El viaje transcurrió en un silencio respetuoso. Solo lo interrumpió un comentario de nuestro enganche, el Pichi Laborde. “No sé cómo voy a vivir sin el juego sucio que él hacía por la izquierda. Ese ir y venir que tenía, de vez en cuando distraía a algún rival poco avisado de sus nulas dotes futboleras, y me permitía tener un segundo más para pensar el ataque”. Yo le vi la cara al Chavo Pinto y supe que el comentario, aun sentido, no había sido oportuno. El Chavo, un zurdo de cierta presencia, esperaba hace tiempo la chance de ingresar al equipo y la frase del Pichi le ponía una presión extra a su seguro debut del próximo sábado. Apenas llegamos al negocio, decidimos con espíritu de grupo darle a Juanjo Miranda, nuestro capitán, la responsabilidad de elegir el cajón. Nos quedamos a un lado mientras mirábamos cómo comparaba calidades, precios, colores. “A mí me gusta ese negro, con decorado barroco. Homenajea su forma de jugar, opresiva, de dejar sin aire al rival hasta el final”, reflexionó el Flaco Mendieta. “¿Por qué no aquel de cedro?”, intercedió Cosme Zacardi, un cuatro generoso en despliegue. “Comprale ese de algarrobo, si era el tronco más duro de todos”, agregó el Tano Pintela, ya más aliviado tras el durísimo golpe inicial que fue enterarnos de la muerte de Martín. “Tiene razón el Tano, qué vamos a andar gastando en ese muerto de hambre. ¿Te acordás el día que jugamos contra Yupanqui, que lo dejé solito frente al arco y le pegó a la tierra? ¿Cuántos premios perdimos por culpa de ese tarado, eh?” mandó el Pepi Riganti.
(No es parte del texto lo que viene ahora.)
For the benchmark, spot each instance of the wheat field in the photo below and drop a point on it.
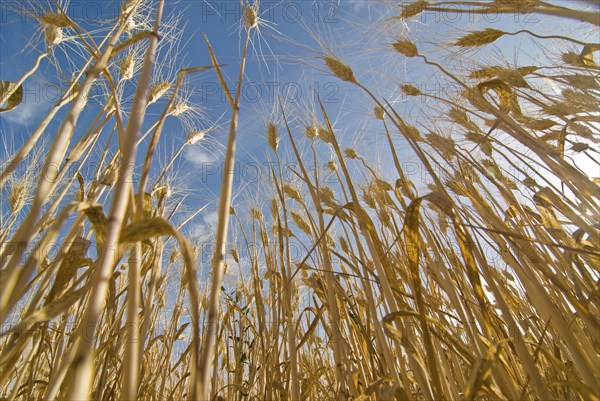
(358, 279)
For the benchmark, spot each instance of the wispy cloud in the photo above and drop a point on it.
(28, 112)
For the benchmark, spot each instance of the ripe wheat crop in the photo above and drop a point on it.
(360, 281)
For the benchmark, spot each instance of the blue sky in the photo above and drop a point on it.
(285, 59)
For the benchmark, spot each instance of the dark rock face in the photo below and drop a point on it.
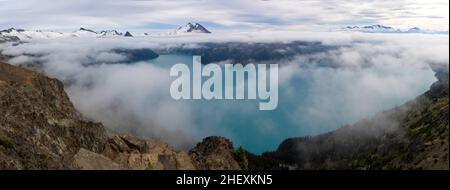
(39, 128)
(137, 154)
(411, 136)
(214, 153)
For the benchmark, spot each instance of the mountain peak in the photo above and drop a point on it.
(87, 30)
(192, 28)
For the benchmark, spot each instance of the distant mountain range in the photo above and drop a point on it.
(388, 29)
(191, 28)
(21, 34)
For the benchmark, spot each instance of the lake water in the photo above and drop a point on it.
(312, 100)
Yo miraba desde afuera y empecé a preocuparme. Pensé en mi muerte y en todo lo que dirían aquellos a los que consideraba compañeros, amigos, dadores de fraternos abrazos. Por suerte, alguien salió a defenderlo. “Un error tiene cualquiera”, intercedió Mario Cuanta, claramente el peor del equipo después de Martín. “Uno sí, pero mil no”, respondió Riganti, con los ojos en fuga. “Lo defendés porque sos tan burro como él. Se tendrían que haber muerto juntos, mirá”. Cuando vio el gesto de aprobación que el resto del plantel hizo sobre el comentario de Riganti, Marito decidió que era mejor callarse. En ese momento, Juanjo Miranda regresó y nos reunió como lo hacía cada sábado minutos antes de salir a la cancha. Hicimos una ronda hombro a hombro y dijo: “Vamos Tesei, carajo. A jugarse la vida, eh”. “Vamos”, gritaron todos y salieron disparados hacia el centro del local, con la furia de los vencedores. Pero bastó que el Pichi Laborde, en su ceguera mística, tirara al pasar un cajón de pinotea, para que el grupo detuviera su marcha y reaccionara. Juanjo juntó de nuevo a los once profetas en un rincón del negocio, hombro contra hombro, y anunció: “El barroco vale mil mangos. El de cedro, ochocientos setenta. Y el de algarrobo, si se lo pagamos al contado, nos lo deja en trescientos pesos más dos entradas para el partido del sábado contra Fénix”. La votación dio diez votos a favor del de algarrobo, y una abstención: la del Sapo Cuanta.